About this time last year I noticed at reference 1 the evening crows, gathering for a swoop on the big tree behind the bungalow where we used to stay in Lower Furlongs.
This evening they were at it again, certainly hundreds, maybe even a thousand of them. Perhaps they have the same urge to herd in the evening as is exhibited by the young bipeds of our own species.

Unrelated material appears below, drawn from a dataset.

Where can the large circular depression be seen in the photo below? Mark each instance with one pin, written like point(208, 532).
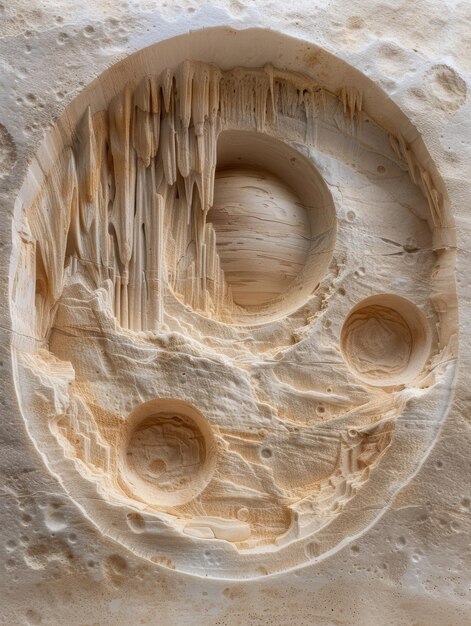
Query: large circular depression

PS: plus an observation in passing, prompted by a picture of what I took to be Napoleon's tomb in Les Invalides in Paris, not so unlike those of his contemporaries Nelson and Wellington in our own St. Paul's, in today's DT. That is to say that I am glad that we do not have such a monster for one of our national heroes. An able man and a general of genius - but a man who, out of little more than his own pride and volition, caused maybe a million excess deaths. Probably a lot more, when you think that he did for at least half a million in the course of his Russian expedition and another hundred thousand in the entirely pointless 100 days. After which, I believe, Wellington took a sporting line and did not let the Tsar have him shot. From which I associate to the third volume of Rambaud's trilogy about him, in which I read that he was not at all popular at the time, in the south of France, where he came close to being lynched on his way to Elba. They were not too happy about all those excess deaths either. See reference 2 - also about a year ago.